What is the historical context of these moves in Ukraine for independence and Putin’s determination of keep all Orthodox Churches united under Moscow’s authority?  President Vladimir Putin has maneuvered diligently in recent years to revive the idea that Moscow should be the capital for all Eastern Orthodox Christians, in effect making the Russian Orthodox Church an extension of his efforts to restore Russia’s superpower status.  As Neil MacFarquhar has argued, Putin “bolstered the church both to sell Russia as a bastion of ‘traditional values,’ and to paint his Kremlin as heir to the holy traditions of the czarist empire.”  But, the Ukrainian Church’s decision to break away from Moscow threatens that dream.  In effect, this dispute pits Constantinople against Moscow for control of Eastern Orthodoxy. The Patriarch of Constantinople, Bartholomew I, has the title of “His All Holiness, Bartholomew, Archbishop of Constantinople—New Rome and Ecumenical Patriarch.”  (According to tradition, as the “first among equals,” Bartholomew, has the authority to create new, full-fledged branches of the Orthodox church).  His opponent in all this is Patriarch Kirill I, the Moscow Patriarchate, who is also a close ally of Putin.  Several important aspects of Eastern Orthodoxy:

  1. Unlike Roman Catholicism, which sees the Bishop of Rome, the pope, as the undisputed leader of the Church, there are 14 branches of Eastern Orthodoxy, each of which enjoys significant sovereignty.
  2. The current dispute involves various interpretations of the degree of supervision over Ukraine originally granted to the Moscow patriarchate in 1686. Moscow has now suspended contacts with Bartholomew I and dropped his name from its prayer services.
  3. Many in the Eastern Orthodox Church are weary of what they call “Russian arrogance and the excessively nationalistic attitude of clerics under the Kremlin’s control.” Many therefore applaud what Patriarch Bartholomew has done.
  4. The Russian Orthodox Church boasts a membership of 150 million people, with 30 to 40% of this number from Ukraine. With Ukraine’s autonomy, a smaller church for Russia would undermine Putin’s effort to call itself the protector of all Orthodox Christians and the so-called Third Rome, after the loss of Rome in the original Christian schism (in 1054) and the loss of Constantinople (now Istanbul) to the Ottoman Turks in 1453.  This loss would also blunt Putin’s effort to have Russia be the reincarnation of the old czarist Russia.
  5. Putin and Patriarch Kirill I speak frequently of the “Russian World” of one people, one church and one culture. Granting independence to the Ukrainian Orthodox Church ruptures the last significant imperial link to Ukraine and could thereby inspire other churches to seek independence.

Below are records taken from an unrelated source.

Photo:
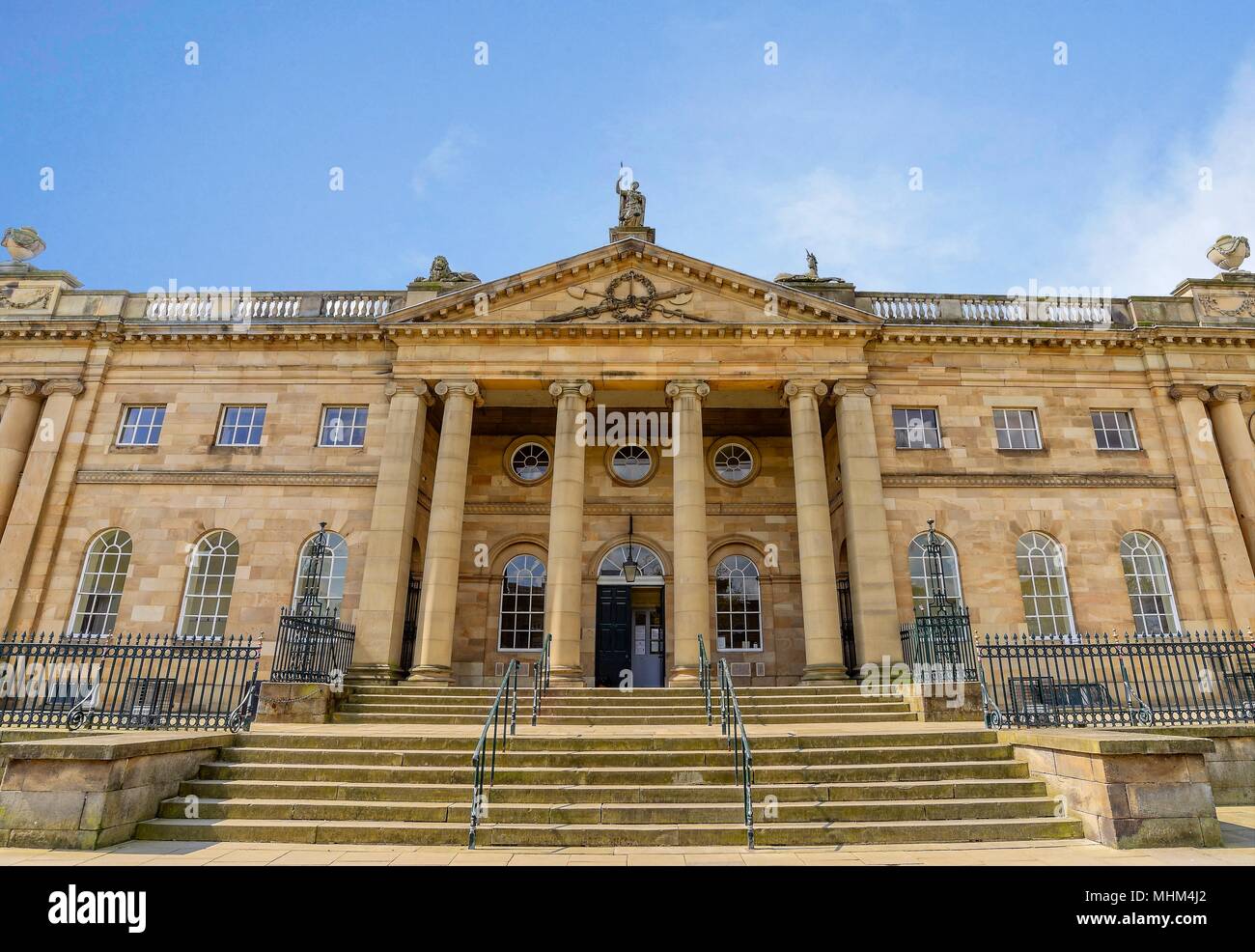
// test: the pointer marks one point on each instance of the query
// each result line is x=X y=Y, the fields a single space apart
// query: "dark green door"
x=614 y=633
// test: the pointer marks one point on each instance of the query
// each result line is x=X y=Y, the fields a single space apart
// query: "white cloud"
x=443 y=159
x=1155 y=226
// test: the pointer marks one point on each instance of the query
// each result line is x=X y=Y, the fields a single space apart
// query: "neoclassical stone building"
x=164 y=460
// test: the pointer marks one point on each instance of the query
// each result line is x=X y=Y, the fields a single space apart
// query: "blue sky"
x=1084 y=175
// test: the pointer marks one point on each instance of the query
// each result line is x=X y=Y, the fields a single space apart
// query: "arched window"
x=1045 y=585
x=921 y=574
x=335 y=564
x=99 y=592
x=1150 y=591
x=209 y=581
x=522 y=604
x=649 y=567
x=739 y=619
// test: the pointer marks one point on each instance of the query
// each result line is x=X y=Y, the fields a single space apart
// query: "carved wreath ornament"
x=631 y=297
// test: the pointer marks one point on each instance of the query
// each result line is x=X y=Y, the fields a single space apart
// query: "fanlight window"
x=99 y=592
x=649 y=567
x=209 y=583
x=737 y=604
x=1045 y=587
x=923 y=580
x=1150 y=591
x=522 y=604
x=330 y=583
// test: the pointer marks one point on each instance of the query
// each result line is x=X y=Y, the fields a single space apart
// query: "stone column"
x=16 y=430
x=1215 y=496
x=32 y=495
x=443 y=556
x=821 y=622
x=691 y=576
x=563 y=581
x=385 y=580
x=867 y=547
x=1237 y=455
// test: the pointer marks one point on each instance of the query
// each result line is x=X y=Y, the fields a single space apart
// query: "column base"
x=566 y=676
x=373 y=675
x=685 y=676
x=824 y=675
x=434 y=675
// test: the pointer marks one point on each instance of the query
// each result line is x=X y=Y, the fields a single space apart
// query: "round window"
x=530 y=462
x=733 y=462
x=631 y=463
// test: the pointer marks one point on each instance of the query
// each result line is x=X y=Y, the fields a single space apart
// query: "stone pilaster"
x=32 y=495
x=862 y=496
x=16 y=431
x=1213 y=489
x=821 y=622
x=1237 y=455
x=563 y=581
x=443 y=555
x=385 y=580
x=691 y=576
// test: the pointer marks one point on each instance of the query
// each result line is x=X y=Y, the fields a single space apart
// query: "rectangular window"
x=141 y=426
x=1017 y=430
x=241 y=426
x=1113 y=430
x=916 y=429
x=343 y=426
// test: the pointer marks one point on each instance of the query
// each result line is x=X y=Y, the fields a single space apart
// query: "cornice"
x=220 y=477
x=1012 y=480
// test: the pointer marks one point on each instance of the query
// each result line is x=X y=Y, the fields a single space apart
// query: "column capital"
x=697 y=388
x=1188 y=391
x=1226 y=392
x=19 y=387
x=842 y=388
x=70 y=384
x=795 y=388
x=460 y=388
x=417 y=388
x=572 y=388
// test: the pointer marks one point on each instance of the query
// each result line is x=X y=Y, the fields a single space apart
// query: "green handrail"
x=540 y=679
x=505 y=706
x=704 y=677
x=733 y=726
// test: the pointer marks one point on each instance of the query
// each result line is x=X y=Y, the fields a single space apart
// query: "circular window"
x=631 y=464
x=530 y=462
x=733 y=462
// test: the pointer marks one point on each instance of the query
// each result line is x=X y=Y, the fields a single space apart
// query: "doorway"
x=631 y=635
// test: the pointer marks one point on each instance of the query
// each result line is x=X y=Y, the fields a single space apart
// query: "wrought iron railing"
x=502 y=720
x=704 y=677
x=939 y=648
x=312 y=648
x=540 y=677
x=128 y=682
x=1100 y=681
x=732 y=725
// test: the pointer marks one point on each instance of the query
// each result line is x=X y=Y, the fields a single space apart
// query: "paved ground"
x=1239 y=829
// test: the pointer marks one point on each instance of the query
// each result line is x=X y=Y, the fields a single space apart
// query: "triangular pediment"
x=628 y=282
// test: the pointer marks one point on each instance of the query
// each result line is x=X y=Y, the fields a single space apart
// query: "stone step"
x=591 y=794
x=565 y=759
x=507 y=775
x=703 y=740
x=595 y=813
x=605 y=834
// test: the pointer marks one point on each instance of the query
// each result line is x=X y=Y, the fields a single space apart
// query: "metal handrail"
x=704 y=677
x=540 y=679
x=733 y=726
x=496 y=718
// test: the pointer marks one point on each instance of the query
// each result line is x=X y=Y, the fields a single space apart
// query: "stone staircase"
x=578 y=706
x=891 y=785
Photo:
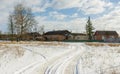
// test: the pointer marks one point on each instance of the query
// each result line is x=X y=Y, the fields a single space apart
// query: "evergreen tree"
x=89 y=29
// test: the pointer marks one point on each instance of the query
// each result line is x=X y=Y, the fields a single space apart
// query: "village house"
x=78 y=36
x=105 y=35
x=56 y=35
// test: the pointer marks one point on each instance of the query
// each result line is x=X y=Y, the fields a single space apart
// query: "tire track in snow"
x=60 y=66
x=43 y=67
x=30 y=66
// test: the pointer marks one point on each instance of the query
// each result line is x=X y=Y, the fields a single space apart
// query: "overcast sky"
x=68 y=14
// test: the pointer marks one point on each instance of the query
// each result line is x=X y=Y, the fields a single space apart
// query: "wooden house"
x=78 y=36
x=103 y=35
x=56 y=35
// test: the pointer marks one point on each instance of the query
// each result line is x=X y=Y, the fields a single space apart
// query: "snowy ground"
x=58 y=58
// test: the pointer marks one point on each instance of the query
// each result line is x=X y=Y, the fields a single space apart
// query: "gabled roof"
x=59 y=32
x=105 y=33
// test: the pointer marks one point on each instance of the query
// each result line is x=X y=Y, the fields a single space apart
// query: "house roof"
x=106 y=33
x=59 y=32
x=82 y=34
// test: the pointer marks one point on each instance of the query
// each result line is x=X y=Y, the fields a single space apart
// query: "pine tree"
x=89 y=29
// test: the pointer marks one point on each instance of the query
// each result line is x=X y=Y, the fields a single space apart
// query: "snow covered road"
x=58 y=58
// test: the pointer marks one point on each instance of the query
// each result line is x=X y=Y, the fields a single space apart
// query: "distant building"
x=57 y=35
x=105 y=35
x=78 y=36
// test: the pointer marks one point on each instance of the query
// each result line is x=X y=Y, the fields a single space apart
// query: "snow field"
x=58 y=58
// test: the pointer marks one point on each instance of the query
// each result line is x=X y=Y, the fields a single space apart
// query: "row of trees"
x=21 y=21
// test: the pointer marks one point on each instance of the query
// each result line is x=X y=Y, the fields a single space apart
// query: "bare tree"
x=41 y=29
x=22 y=20
x=11 y=26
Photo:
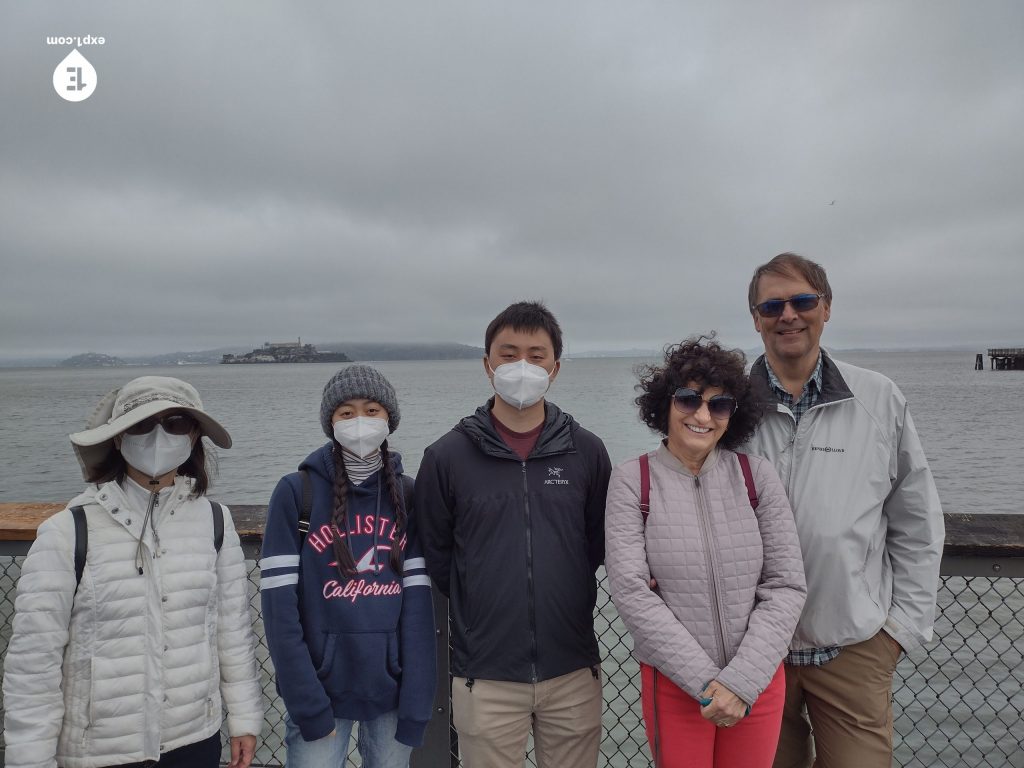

Eastern Orthodoxy teaches that it is the one true church on earth, tracing its origins back to the apostolic church in unbroken succession.  The implication of this position is that both Roman Catholics and Protestants have departed from the true church and the true faith.  From Eastern Orthodoxy’s perspective, in the Great Schism of 1054, the Western Church centered in Rome, left the “mother Church” of the East.  This formal break between Western and Eastern Christianity continues today.  From Russia’s perspective, when the Ottoman Turks succeeded in their conquest of Constantinople (modern day Istanbul), the center of the Eastern Orthodox Church shifted to Moscow, which then assumed the position of the Third Rome, insisting that it was the new center of Eastern Orthodoxy.  That perception today informs Patriarch Krill I of Moscow and Vladimir Putin.  They do not see Ukraine’s decision to be independent from the Moscow Patriarchate as legitimate.  This development threatens entirely Vladimir Putin’s vision of restoring the greatness of imperial, czarist Russia, linked forcefully with Russian Orthodoxy, the glue of the new Russian empire.  The authority of the Russian Orthodox Church is to serve the political power and goals of the new “Russian Czar”—Vladimir Putin.  This is what happens when the church is linked resolutely to the state:  The church ends up serving the state.

See The Economist (20 October 2018), p. 51; Neil MacFarquhar in the New York Times (8 October 2018); and James Maron in the Wall Street Journal (12 October 2018).